Lauren Tjoe is working with dough in and out of the kitchen

The night before the start of the Great Canadian Baking Show (GCBS), Lauren Tjoe sat terrified in her hotel room. Not only is she allergic to gluten and dairy, but she was the youngest baker in her season by nine years.

“I got there and I was so scared,” said Tjoe, a fourth-year Sauder student. “Everyone had so many more life experiences than I had — so much more experience baking and being around food.”

It wasn’t just Tjoe’s inexperience that made her nervous. She put her life on hold for the show. She deferred a co-op opportunity to bake on Canada’s greatest stage.

“At the beginning, [I thought] if I go out the first round, then that whole rigamarole of deferring, that’s going to be for nothing,” said Tjoe. “So I was putting a lot of pressure on myself.”

Tjoe said she applied for the show twice before getting cast. The first time, she applied a bit late and didn’t think her application went through.

“Even if it had, I wouldn’t have been ready. I was still in the phase of having to follow recipes really carefully and not knowing how to make them my own,” she said.

The second time Tjoe applied to the show, she made it to the audition stage but wasn’t cast.

But the third time felt different. “I felt super confident in my baking and felt like if there was going to be a time when I went on the show, it would have been now or never,” said Tjoe.

After working year after year to get on the show, winning was all the more sweet for Tjoe.

Tjoe rolled into the final challenge of the season with a fresh win under her belt from the same episode. She was tasked with creating a garden party dessert centrepiece made from at least three different bakes.

With carrot-shaped scones, feta-jalapeno tarts that resembled pea pods and faux tomatoes made out of Korean pancakes and eggplant stroopwafels, Tjoe’s veggie garden-themed centerpiece dazzled the judges.

With that, she won the sixth season of the GCBS.

“Up until they called my name, I didn’t think I was going to win, and I’m honestly still in shock — it still feels like a dream,” Tjoe said. “I was speechless because the other bakers in the tent [are] so talented.”

Emotions washed over Tjoe the moment she was announced the winner.

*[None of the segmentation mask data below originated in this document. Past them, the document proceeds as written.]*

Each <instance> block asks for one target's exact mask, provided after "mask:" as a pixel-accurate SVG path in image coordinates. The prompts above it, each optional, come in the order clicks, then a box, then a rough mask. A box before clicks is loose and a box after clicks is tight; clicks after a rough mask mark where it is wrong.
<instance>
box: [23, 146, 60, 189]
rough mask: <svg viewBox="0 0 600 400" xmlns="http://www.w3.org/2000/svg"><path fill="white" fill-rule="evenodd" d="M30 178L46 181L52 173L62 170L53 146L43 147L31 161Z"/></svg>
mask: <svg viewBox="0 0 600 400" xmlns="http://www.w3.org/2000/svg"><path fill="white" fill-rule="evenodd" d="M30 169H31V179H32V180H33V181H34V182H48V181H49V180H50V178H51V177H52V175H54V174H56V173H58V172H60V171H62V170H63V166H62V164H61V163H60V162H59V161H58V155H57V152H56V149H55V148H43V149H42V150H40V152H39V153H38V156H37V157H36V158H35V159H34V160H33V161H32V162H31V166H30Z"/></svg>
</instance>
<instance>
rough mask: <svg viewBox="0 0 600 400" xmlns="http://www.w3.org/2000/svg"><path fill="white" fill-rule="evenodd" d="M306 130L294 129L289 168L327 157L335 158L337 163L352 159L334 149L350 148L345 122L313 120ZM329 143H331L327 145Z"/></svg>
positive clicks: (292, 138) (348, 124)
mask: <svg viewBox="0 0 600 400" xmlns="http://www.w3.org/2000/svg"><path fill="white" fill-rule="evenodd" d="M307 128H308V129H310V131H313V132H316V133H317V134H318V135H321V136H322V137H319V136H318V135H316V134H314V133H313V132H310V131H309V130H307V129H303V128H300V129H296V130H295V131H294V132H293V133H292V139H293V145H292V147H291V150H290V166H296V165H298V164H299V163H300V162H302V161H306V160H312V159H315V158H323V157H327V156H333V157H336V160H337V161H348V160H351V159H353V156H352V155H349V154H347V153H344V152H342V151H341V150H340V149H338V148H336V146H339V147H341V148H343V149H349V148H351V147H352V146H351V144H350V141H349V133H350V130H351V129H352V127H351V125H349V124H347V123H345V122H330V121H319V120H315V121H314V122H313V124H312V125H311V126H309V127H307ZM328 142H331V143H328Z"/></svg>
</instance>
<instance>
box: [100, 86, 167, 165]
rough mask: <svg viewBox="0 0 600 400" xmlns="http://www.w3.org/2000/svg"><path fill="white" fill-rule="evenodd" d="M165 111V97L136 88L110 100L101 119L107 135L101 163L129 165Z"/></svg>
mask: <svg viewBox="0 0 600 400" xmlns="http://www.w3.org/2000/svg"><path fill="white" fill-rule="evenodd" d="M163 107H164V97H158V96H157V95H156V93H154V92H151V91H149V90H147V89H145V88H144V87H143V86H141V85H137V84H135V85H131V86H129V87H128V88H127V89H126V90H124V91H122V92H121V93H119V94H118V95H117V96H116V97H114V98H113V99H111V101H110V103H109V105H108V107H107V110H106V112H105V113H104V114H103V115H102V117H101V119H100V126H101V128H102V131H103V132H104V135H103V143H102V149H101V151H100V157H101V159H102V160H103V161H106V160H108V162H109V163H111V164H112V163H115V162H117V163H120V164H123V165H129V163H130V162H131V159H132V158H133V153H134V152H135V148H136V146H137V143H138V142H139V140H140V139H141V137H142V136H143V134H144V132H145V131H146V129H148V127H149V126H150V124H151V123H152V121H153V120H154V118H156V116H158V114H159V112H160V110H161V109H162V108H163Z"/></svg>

She felt relief because the competition was over and she wouldn’t have to feel that stress again, but she said she’d never worked harder for anything in her life.

“I can’t compute how I did everything I did in the amount of time that was allocated. I think if I tried to do that now, I am so out of practice doing things to time, it just doesn’t seem possible,” she said.

Tjoe found the GCBS a space where she was able to become “a completely different baker” because of the knowledge others shared with her. “I got such great feedback [from other contestants],” said Tjoe.

Since Tjoe is allergic to gluten and dairy, she often can’t taste what she bakes. Instead, she goes off her intuition, flavour combinations she knows work well, the smell and consistency of her creations and feedback from others.

“The ability to have people who knew what they were talking about give me feedback about my food, rather than my family just being like ‘Oh yeah, this is good,’ was I think the biggest help.”

This sense of camaraderie didn’t end in the kitchen, it extended into an ever-active group chat, with Tjoe’s phone buzzing with messages from former contestants throughout our interview.

“They’re the most amazing friends, and we’re constantly inspiring each other,” she said. “Right now someone is looking for an appetizer to bring to a dinner party, so we’re throwing out ideas in the group chat — it’s pretty cool.”

Tjoe said baking has allowed her to explore flavours from her childhood and heritage as a Dutch, Chinese and Indonesian person. But moving forward, Tjoe doesn’t think the baking path is for her.

Instead, she plans to work in Toronto this summer at Canada Pension Plan Investments — the co-op she’d originally deferred — and plans to finish her degree this December to work in corporate finance.

“Keeping my hobbies separate from my work is something that I find very valuable. Each one is a good break from the other one,” she said. “This sounds so dumb, but I really enjoy corporate finance ... I like working with numbers, and finance as a career gives me that. Then, I can go home and bake a bunch of pies … [but] my livelihood doesn’t depend on how many pies I bake that night.”

Despite Tjoe’s baking success, she said there is still much to learn. She wants to learn how to use — and keep alive — sourdough starter. “I don’t have the discipline to keep a starter alive,” said Tjoe. “I had two this term and they both died.”

But, just like many other university students, she’s just figuring it out and practicing as much as she can. That’s also her advice for anyone who wants to get into baking.

“Practice as much as you possibly can because there’s never a point where you’re going to be perfect at anything,” said Tjoe. “No matter what’s thrown at you, you’ll be able to replicate something or you’ll have a bank of knowledge to draw from.”